NickSMU17 wrote:East coast what does a great fan like you do for SMU? Tell me so I can model myself....
Not [deleted] all over our coach in a public forum. Believe it or not, recruits and their parents read these message boards. Hopefully I don't have to tell you that. If you have issues with JJ and want to voice them, then that's fine. You're free to do so. PF wouldn't be fun if everyone agreed all of the time. But the constant barrage of vitriol towards a guy who has done more for this program than anyone in a quarter century gets old after awhile. It doesn't really bother me, I'm just sitting here in front of a computer pretending to do work, but when people have to read over and over again what a [deleted] guy June Jones is and how he needs to get out, well, maybe it's true and maybe it's not (I don't know JJ personally) but fairly or unfairly it plants seeds in the minds of recruits and their families, seeds we as SMU fans shouldn't want to be planted for the good of the program.

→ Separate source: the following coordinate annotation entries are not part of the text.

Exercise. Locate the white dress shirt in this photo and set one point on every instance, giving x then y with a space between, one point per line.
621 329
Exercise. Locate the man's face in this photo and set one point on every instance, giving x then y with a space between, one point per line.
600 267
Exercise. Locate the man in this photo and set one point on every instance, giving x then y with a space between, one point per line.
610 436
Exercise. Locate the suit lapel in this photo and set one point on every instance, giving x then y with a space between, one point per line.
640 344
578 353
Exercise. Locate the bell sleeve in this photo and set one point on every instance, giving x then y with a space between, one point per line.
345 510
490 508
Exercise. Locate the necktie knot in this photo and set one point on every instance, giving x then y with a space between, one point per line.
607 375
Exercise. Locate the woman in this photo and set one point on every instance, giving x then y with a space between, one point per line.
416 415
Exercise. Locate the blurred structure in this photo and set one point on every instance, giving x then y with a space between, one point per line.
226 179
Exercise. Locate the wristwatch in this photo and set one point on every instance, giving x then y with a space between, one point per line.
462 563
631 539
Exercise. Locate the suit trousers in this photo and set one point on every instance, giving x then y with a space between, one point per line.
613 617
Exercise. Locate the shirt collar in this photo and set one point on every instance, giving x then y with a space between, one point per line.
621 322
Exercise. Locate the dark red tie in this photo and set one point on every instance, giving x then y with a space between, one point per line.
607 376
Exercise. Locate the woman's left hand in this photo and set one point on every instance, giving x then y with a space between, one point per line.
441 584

The fact is, what JJ has done is no different than what coaches at dozens of other mid-major and even lower-tier BCS programs do every single season. And again, the fact that this is even happening at SMU is a sign of the progress we've made in four years.
So tell me, Nick, your profile says you're in "derivatives" so I'm going to assume you have some rudimentary knowledge of the financial world.

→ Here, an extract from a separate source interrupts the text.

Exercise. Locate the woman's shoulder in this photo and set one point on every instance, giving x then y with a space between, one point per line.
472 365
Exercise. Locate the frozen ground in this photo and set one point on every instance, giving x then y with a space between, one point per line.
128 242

Let's say there was a major company 25 years ago, one of the biggest in the country. And then it faced a major scandal and was never the same again. Chapter 11, massive layoffs, etc. The company survived, but was only a shell of its former self, and was nothing but an afterthought and a joke for many years afterwards. People had almost forgotten about the company decades later.
And then, along came a new CEO. A CEO who had turned around another company before with impressive success. This new CEO came in, and the first year was one of reorganization with no difference in results. But in the second year, the CEO's prowess paid off, and the company's stock price soared higher than it had at any point since the scandal. Granted it was nowhere close to its old success, but it was still more success than the company had seen in 25 years. People even started seeing commericals for the company on TV again, and couldn't believe it. They though the company had folded years ago. The second and third year, the company continued its profitability. After the third year, though, the CEO was courted by another struggling company. And then, unexpectedly, the board of directors fired the CEO and replaced him with the company's young hotshot marketing whiz, who was just a few years removed from business school. Would you think that was a smart business decision?